Dans le but d’éviter une « guerre mondiale africaine », les Nations Unies s’étaient finalement résolues d’y positionner des troupes d’interposition, qui avaient laissé à chaque camp belligérant le soin d’administrer souverainement son « morceau » du Congo de 1998 à 2003, année de la mise en œuvre de l’Accord global et inclusif signé en décembre 2002 à Sun City, au terme du Dialogue intercongolais. A ce jour, en dépit de la fin de la période de Transition et de l’organisation, en 2006 et 2011, d’élections législatives et présidentielles, le pays connaît une situation sécuritaire toujours volatile en Province Orientale, au Nord-Kivu, au Sud-Kivu, au Maniema et au Nord-Katanga, en dépit de la présence d’un contingent de plus de 17.000 casques bleus dans ses murs.
Forces négatives : un fléau difficile à vaincre
Les Congolais savent, mieux que quiconque, que les Centrafricains sont partis pour une « longue nuit » d’insécurité, surtout que leurs « Seleka » et « Anti-Balaka », qui font penser aux nébuleuses Mai-Mai de l’Est, entretiennent de solides « bases » à Bangui. La chance de la RDC, c’est de voir les forces négatives internes se livrer aux tueries, viols et pillages loin de la capitale. Les troupes françaises et africaines présentes dans la capitale centrafricaine ont pu noter à quel point il est difficile d’éradiquer des hors-la-loi prêts à se fondre dans la population civile, exactement comme le font les Mai-Mai au Nord-Kivu, au Sud-Kivu et au Nord-Katanga.

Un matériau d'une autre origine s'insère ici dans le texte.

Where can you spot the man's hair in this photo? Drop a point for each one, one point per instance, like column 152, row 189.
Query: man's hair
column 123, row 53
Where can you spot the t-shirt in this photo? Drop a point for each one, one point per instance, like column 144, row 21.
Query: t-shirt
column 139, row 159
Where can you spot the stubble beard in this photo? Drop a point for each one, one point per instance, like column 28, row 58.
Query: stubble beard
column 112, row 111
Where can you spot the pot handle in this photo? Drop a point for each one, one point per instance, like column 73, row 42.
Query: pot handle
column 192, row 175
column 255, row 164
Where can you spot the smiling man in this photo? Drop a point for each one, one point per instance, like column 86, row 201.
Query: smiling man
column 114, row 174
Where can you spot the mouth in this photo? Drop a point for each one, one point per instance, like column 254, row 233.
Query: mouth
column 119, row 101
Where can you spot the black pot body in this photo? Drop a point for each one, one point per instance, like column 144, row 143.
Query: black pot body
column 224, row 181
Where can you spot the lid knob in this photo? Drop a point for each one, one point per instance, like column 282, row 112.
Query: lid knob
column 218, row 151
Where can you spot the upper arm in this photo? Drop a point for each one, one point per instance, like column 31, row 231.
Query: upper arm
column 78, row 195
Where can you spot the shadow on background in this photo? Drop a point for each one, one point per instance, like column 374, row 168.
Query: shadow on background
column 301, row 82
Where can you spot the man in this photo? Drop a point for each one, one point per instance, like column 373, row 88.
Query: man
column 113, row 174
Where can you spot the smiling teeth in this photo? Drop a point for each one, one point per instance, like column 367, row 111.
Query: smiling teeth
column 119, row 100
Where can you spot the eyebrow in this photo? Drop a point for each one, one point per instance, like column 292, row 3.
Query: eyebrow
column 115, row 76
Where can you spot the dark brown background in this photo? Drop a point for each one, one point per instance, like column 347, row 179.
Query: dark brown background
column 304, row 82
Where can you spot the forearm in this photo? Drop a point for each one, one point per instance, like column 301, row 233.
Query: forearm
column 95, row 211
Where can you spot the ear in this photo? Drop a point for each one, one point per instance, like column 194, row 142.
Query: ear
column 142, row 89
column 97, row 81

Comme déjà souligné dans nos productions antérieures, la RDCongo doit se montrer fort attentive à tout ce qui se passe de l’autre côté de la rivière Oubangui, de manière à étouffer toute tentative d’exportation de l’insécurité dans la province de l’Equateur. Le déploiement futur des casques bleus en Centrafrique doit être capitalisé dans le sens du renforcement de la présence des FARDC le long de la frontière commune, de manière à éviter la bêtise de 1994 au Nord-Kivu, après l’assassinat suivi de la chute du régime de Juvénal Habyarimana. Kinshasa devrait se sentir interpellé par toutes les missions de paix en œuvre en territoire centrafricain.
La grande leçon à tirer des interventions étrangères en Afrique est que plusieurs Etats sont sans armée. par conséquent, ils ont intérêt à construire leur propre système s’ils tiennent à retrouver une paix durable. Car, tôt ou tard, les palliatifs finissent par montrer leurs limites.